Ultimately, the matter was taken to the Takeovers Panel, and ASIC’s submissions were informed by the information which it had gathered. In ASIC’s view, it was unlikely that this information would have otherwise been provided to the Panel.8
Continuous disclosure obligations when in possession of a materially price- or value-sensitive valuation report
One of the enforcement actions highlighted in the report arose in the context of a related party transaction. It is a salient reminder for companies possessing an expert or specialist report which contains potentially price- or value-sensitive information.
In mid-August 2014, a party lodged a notice of meeting with ASIC which contained a valuation report prepared by an independent geological firm.
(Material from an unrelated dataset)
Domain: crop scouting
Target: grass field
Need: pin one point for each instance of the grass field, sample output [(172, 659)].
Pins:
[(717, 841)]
The report valued one of the company’s projects at US$300,000 – a steep discount to the figure of approximately A$1.9 million which was recorded in the company’s financial report for the half-year to 31 December 2013.
ASIC alleged that the company was aware of the valuation report and the decreased project valuation approximately one month prior to the notice being released, and therefore should have announced this information on or around the earlier date to comply with its continuous disclosure obligations (rather than waiting until it dispatched its notice of meeting).
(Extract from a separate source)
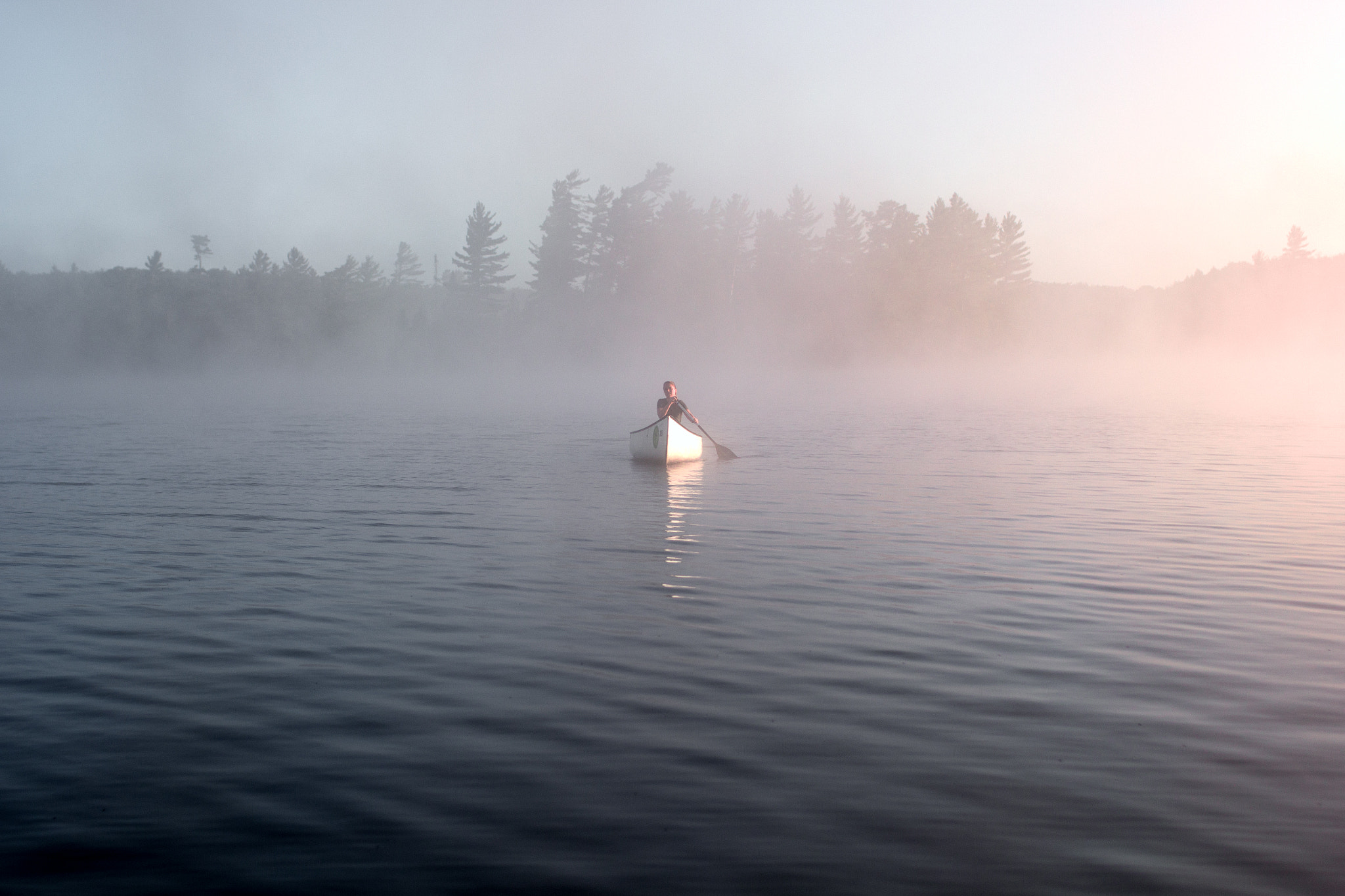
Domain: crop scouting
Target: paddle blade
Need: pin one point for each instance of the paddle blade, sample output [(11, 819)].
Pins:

The company received an infringement notice for failure to comply with its continuous disclosure obligations (which contained a $33,000 penalty).
- Report 469: ASIC regulation of corporate finance: July to December 2015.
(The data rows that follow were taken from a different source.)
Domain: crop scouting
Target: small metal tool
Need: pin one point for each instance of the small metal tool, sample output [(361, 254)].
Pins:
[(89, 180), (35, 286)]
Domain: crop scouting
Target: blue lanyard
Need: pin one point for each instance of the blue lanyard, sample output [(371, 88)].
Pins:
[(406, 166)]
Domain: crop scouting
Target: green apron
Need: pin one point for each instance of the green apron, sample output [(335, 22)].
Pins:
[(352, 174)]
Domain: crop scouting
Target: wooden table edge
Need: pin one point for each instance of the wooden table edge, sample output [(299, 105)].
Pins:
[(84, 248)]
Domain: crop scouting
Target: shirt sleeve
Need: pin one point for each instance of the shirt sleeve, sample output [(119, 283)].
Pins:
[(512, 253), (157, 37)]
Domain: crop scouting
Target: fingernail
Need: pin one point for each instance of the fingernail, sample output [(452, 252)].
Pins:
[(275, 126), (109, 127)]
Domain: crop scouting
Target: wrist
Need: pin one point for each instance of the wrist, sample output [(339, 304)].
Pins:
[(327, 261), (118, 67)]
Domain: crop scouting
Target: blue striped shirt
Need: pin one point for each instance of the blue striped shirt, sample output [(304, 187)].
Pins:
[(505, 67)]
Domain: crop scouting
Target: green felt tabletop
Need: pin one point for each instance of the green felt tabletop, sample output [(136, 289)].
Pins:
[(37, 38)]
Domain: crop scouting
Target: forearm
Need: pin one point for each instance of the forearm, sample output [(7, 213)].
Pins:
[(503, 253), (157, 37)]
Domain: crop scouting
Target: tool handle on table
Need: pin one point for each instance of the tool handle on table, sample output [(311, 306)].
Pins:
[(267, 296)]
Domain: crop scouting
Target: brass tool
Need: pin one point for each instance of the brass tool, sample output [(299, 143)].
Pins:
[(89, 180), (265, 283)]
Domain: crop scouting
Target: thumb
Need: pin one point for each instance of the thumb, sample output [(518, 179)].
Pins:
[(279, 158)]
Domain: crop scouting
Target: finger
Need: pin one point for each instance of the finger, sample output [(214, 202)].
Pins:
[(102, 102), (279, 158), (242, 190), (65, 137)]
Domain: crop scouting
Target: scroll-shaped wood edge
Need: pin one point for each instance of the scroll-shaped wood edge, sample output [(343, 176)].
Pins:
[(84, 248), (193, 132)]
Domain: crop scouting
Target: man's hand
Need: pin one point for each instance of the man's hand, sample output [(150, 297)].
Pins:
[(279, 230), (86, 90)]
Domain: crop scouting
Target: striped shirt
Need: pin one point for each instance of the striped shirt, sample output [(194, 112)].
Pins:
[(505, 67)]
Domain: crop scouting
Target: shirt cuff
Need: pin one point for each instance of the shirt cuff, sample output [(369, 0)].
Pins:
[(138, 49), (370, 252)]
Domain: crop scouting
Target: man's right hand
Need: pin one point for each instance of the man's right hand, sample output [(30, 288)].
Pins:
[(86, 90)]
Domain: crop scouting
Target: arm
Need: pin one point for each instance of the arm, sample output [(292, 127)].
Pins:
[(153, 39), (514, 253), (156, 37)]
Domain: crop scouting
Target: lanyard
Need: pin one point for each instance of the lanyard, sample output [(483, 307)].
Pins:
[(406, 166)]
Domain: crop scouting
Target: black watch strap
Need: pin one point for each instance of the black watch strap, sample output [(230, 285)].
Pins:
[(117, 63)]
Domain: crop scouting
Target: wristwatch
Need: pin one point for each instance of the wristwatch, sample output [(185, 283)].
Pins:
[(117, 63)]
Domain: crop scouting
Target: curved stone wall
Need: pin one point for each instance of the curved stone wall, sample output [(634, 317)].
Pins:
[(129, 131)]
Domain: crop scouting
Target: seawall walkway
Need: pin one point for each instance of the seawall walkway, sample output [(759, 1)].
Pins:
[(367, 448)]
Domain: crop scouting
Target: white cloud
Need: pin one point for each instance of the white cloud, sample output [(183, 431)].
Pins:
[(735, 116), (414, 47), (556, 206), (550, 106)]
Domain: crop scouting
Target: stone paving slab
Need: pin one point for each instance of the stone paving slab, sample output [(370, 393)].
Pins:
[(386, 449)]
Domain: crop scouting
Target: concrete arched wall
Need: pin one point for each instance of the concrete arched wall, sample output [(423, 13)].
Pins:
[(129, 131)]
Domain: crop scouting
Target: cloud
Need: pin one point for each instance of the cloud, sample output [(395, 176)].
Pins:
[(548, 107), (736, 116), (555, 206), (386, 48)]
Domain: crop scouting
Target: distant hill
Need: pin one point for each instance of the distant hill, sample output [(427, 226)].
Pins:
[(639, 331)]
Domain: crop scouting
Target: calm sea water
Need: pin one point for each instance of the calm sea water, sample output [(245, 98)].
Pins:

- Thomson Reuters, Australia M&A H2 2015 compared with H1 2015 by number of announced deals.
- There is no formal requirement to provide a draft copy of the relevant explanatory memorandum to ASIC for its review before its despatch to shareholders for an item 7 of section 611 transaction, so the actual number of item 7 transactions may in fact be higher.
- See article ‘Resurgence in on-market takeover bids’.
- Report 446: ASIC regulation of corporate finance January to June 2015.
- ASIC Regulatory Guide 25 Takeovers: False and misleading statements.
- See division 3 of part 3 of Australian Securities And Investments Commission Act 2001 (Cth).
- At paragraph 90 of Report 469, ASIC suggest the reason for the information otherwise being unlikely to come before the Panel is because a number of parties from whom ASIC sought information were not directly involved in the proceedings or had not adequately responded to the Panel’s inquiries.
The contents of this publication are for reference purposes only and may not be current as at the date of accessing this publication. They do not constitute legal advice and should not be relied upon as such. Specific legal advice about your specific circumstances should always be sought separately before taking any action based on this publication.